The following code was presented by our teacher in a practical lesson. I have questions about the last line of the code in the optimization step using the function optim() but I add the other lines to clarify the work.
population <- read.csv("data.csv", header=FALSE, sep=';', dec=',')
and the data looks like:
1 8.29
2 5.37
3 10.61
4 5.92
5 14.99
6 9.74
7 15.47
.
.
.
We sample 100 elements from the population as
Sampled_Data <- sample(population$V1, 100)
then we write a function to calculate the likelihood "of the log-normal distribution" for the sampled elements as
MyFunc <- function(Myparameters,data){
Firstparameter <- Myparameters[1]
Secondparameter <- Myparameters[2]
n <- length(data)
Mydistribution <- -n/2*log(2*pi*(Secondparameter^2)) - sum(log(data)) - (1/(2*Secondparameter^2))*sum((log(data)-Firstparameter)^2)
return(Mydistribution)
}
Finally, we use the function optim() to estimate the two parameters of the distribution using the likelihood maximum function
optimisation <- optim(c(1,1),MyFunc,data=Sampled_Data)
in the function optim(), I don't understand why he added the vector c(1,1) while, from the documentation, we should fill it by the initial values for the parameters? does he assume that the initial values are 1 & 1 ? if so, based on what we assume the initial values.
Also, why he added data=Sampled_Data whereas there is no similar thing in the documentation? From the documentation, after adding the function, we should add other things like the gradient, method and bounds! but not the data we have!
Finally, if I want to specify the lower and upper bounds, it is not clear for me which values to use in my case with the log normal distribution.

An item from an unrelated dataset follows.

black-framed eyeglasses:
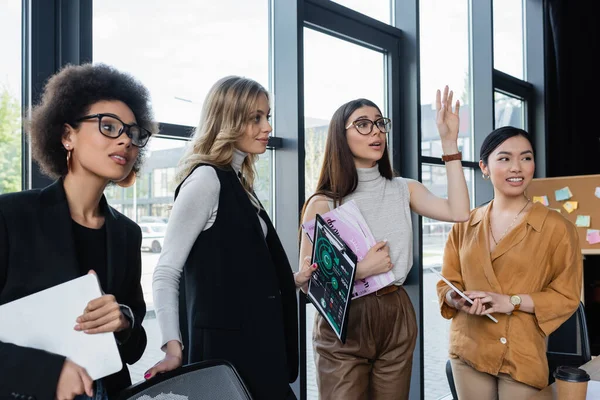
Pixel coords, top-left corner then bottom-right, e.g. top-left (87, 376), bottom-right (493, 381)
top-left (346, 117), bottom-right (392, 135)
top-left (77, 114), bottom-right (152, 147)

I was lost where to post the question, here or in cross validated but I saw similar questions here. Anyway, if it is not the suitable place I will delete the question.
Unnamed arguments to functions in R are assigned in the order that they appear in the definition.

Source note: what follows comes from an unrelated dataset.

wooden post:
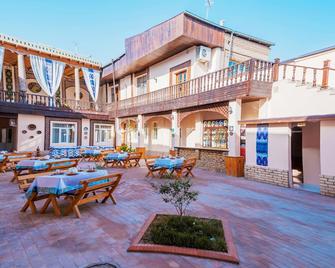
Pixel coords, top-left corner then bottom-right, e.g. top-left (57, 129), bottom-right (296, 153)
top-left (273, 58), bottom-right (280, 82)
top-left (321, 60), bottom-right (330, 89)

If we look at help with help(optim):
Usage
optim(par, fn, gr = NULL, ...,
method = c("Nelder-Mead", "BFGS", "CG", "L-BFGS-B", "SANN",
"Brent"),
lower = -Inf, upper = Inf,
control = list(), hessian = FALSE)
We will see that the first argument by default is par. Therefore, you are correct that your instructor has set par = c(1,1) and fn = MyFun. You will see also in help(optim) that you can set upper = and lower = arguments as well.
If you look back to the definition of MyFun, you will see that the first argument is Myparameters. Therefore, when optim is called, c(1,1) is passed to MyFun as its first argument. Thus, on the initial step, both Firstparameter and Secondparameter will be set to 1.
Finally, if you look carefully at help(optim):
Usage
optim(par, fn, gr = NULL, ...,
method = c("Nelder-Mead", "BFGS", "CG", "L-BFGS-B", "SANN",
"Brent"),
lower = -Inf, upper = Inf,
control = list(), hessian = FALSE)
Arguments
par Initial values for the parameters to be optimized over.
fn A function to be minimized (or maximized), with first argument the vector of parameters over which minimization is to take place. It should return a scalar result.
gr A function to return the gradient for the "BFGS", "CG" and "L-BFGS-B" methods. If it is NULL, a finite-difference approximation will be used.
... Further arguments to be passed to fn and gr.
You will see that ... can be further arguments to be passed to fn and thus to MyFun. In this case, data=Sampled_Data.